Solar Man



Chetan Singh Solanki grew up in a small village in MP. His dad was a farmer and Chetan’s education till grade 4 was in a single room village school. He shifted from there to Indore for his secondary school education. After finishing his engineering, he went on to do his M.Tech from IIT Bombay. He worked for some time before going to Belgium to do his PhD in Solar Energy. Returned back to India after his PhD and joined as faculty at IIT Bombay. I would have thought Grameen Bank’s Mohammed Yunus is his role model; Chetan tells me that it is Mohandas Karamchand Gandhi. As a professor of Energy science, Chetan was clear: our addiction to energy is going to be the cause for planetary destruction. And like a superhero, he decided that he needed to do something more than teaching brilliant kids at IIT to save the planet.

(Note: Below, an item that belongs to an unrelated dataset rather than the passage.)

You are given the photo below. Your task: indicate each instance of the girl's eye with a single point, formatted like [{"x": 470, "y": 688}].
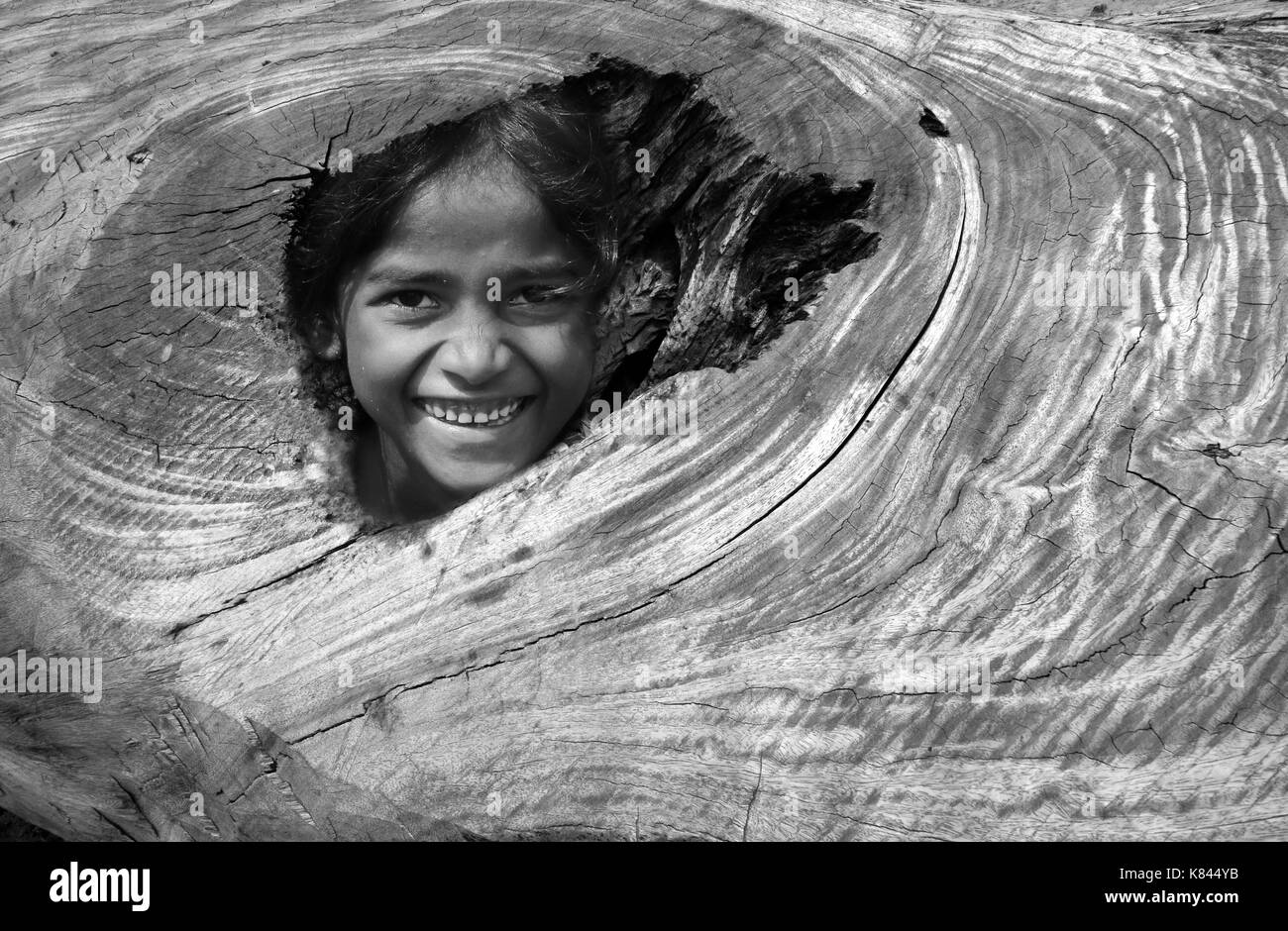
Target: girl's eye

The government has made Right to Education part of the constitution. He also set up a 14 acre school near his village which does not draw a single unit of electricity from the grid. About 1000 students study today in this school. A lot of village kids still had no electricity to study. For 3 years, Chetan worked to get this right to light to kids. He has got solar lanterns to more than 1 crore kids in India. And in the process he has also created an eco-system of manufacturing these at the village level. Inspired by Gandhi, he has coined an interesting term: Energy swaraj. (https://energyswaraj.org/ ) The idea is to democratize energy production at both village and towns level. He took a sabbatical from IIT for a year to spread this idea across the globe, visiting 30 countries to spread the message.

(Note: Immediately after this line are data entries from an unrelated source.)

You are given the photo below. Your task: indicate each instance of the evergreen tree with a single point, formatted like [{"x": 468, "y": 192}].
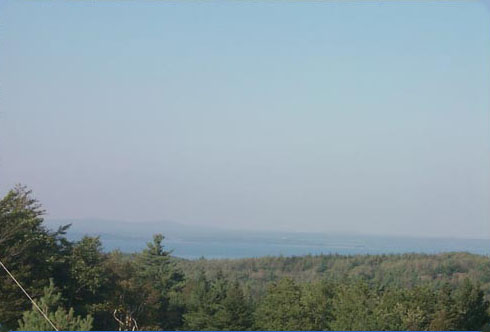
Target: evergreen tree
[
  {"x": 281, "y": 309},
  {"x": 50, "y": 304},
  {"x": 32, "y": 253}
]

And in a Ram-like fashion, in 2019 he vowed to spend 11 years on the road, away from home, to deliver the single message of energy frugality. Took yet another sabbatical, got himself a Tata bus, converted it to a frugal home, fitted 3 kW of solar panels on it and hit the road. He has educated half a million people in this one year on energy literacy. Like a modern day Gandhi, he extracts promises from the energy rich to share their energy with the poor. The bus has traveled extensively in UP, Rajasthan, Gujarat and Maharashtra. I met with him at the BAIF campus in Warje, where he is parked till 20-Jan before he heads to Aurangabad. I purchased some lovely solar powered diyas from Chetan. They switch on automatically when the sun sets. Am planning to use a diya on my cycle as a tail lamp. We don’t do too much energy math in our lives. Everything we use has energy that has gone into making it. Even the solar panels that Chetan advocates, take 1.5 years to achieve energy breakeven. Accounting for all that indirect energy usage is an arduous task. Chetan has a simple suggestion – start with something more tangible: your monthly electricity bill. Can you get that down to near zero? Must confess that my own home monthly electricity bill of Rs. 1800 is nothing to be too proud of. My personal target would be to get it down to Rs. 1500. Let the yatra to energy swaraj begin!